Movie Description
Nanook of the North (also known as Nanook of the North: A Story Of Life and Love In the Actual Arctic) is a 1922 American silent documentary film by Robert J. Flaherty, with elements of docudrama, at a time when the concept of separating films into documentary and drama did not yet exist.
In the tradition of what would later be called salvage ethnography, Flaherty captured the struggles of the Inuk man named Nanook and his family in the Canadian Arctic. The film is considered the first feature-length documentary. Some have criticized Flaherty for staging several sequences, but the film is generally viewed as standing "alone in its stark regard for the courage and ingenuity of its heroes."

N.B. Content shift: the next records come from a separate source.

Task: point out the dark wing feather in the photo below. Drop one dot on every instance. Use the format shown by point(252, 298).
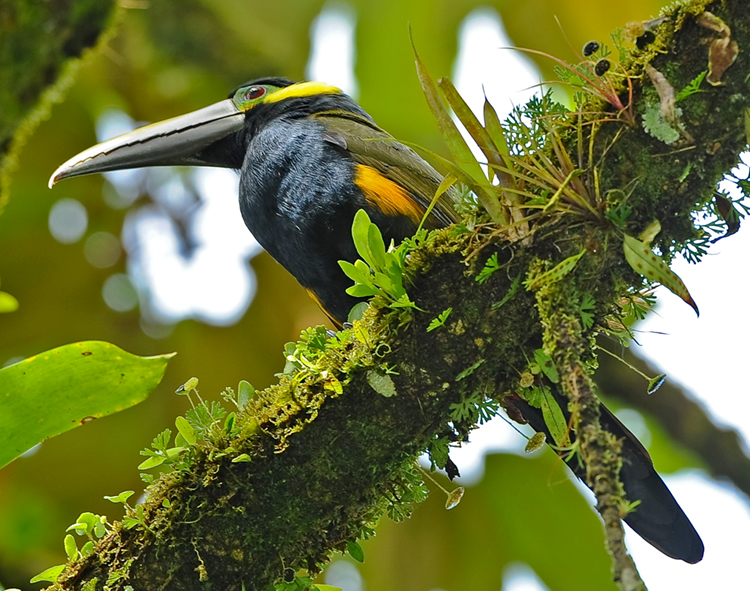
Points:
point(371, 146)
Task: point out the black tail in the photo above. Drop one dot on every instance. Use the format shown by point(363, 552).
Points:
point(658, 518)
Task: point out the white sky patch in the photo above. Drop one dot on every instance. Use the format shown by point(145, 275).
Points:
point(215, 284)
point(67, 221)
point(722, 518)
point(332, 51)
point(706, 355)
point(485, 65)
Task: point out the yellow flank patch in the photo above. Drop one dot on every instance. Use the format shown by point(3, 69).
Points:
point(301, 89)
point(387, 196)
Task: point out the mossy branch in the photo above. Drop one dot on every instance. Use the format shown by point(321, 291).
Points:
point(325, 462)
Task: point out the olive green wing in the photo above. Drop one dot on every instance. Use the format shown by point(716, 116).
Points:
point(371, 146)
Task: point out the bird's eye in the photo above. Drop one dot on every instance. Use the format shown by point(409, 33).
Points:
point(254, 92)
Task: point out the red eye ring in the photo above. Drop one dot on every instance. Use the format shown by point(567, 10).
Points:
point(254, 92)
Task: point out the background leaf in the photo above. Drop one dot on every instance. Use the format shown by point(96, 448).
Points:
point(61, 389)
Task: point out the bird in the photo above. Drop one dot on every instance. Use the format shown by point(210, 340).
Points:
point(309, 159)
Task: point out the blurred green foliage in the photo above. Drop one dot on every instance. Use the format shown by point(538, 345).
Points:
point(166, 58)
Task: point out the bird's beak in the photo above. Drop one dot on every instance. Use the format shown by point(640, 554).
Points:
point(172, 142)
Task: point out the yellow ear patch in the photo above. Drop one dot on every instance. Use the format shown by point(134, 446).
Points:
point(301, 89)
point(387, 196)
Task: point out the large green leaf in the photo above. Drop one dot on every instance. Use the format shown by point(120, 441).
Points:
point(60, 389)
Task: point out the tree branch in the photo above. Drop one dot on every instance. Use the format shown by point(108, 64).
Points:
point(313, 466)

In 1989, this film was one of the first 25 films to be selected for preservation in the United States National Film Registry by the Library of Congress as being "culturally, historically, or aesthetically significant".
As the first nonfiction work of its scale, Nanook of the North was ground-breaking cinema. It captured many authentic details of a culture little-known to outsiders, and was filmed in a remote location. Hailed almost unanimously by critics, the film was a box office success in the United States and abroad. In the following years, many others would try to follow in Flaherty's success with "primitive peoples" films. In 2005 film critic Roger Ebert described the film's central figure, Nanook, as "one of the most vital and unforgettable human beings ever recorded on film." In a 2014 Sight and Sound poll, film critics voted Nanook of the North the seventh best documentary film of all time.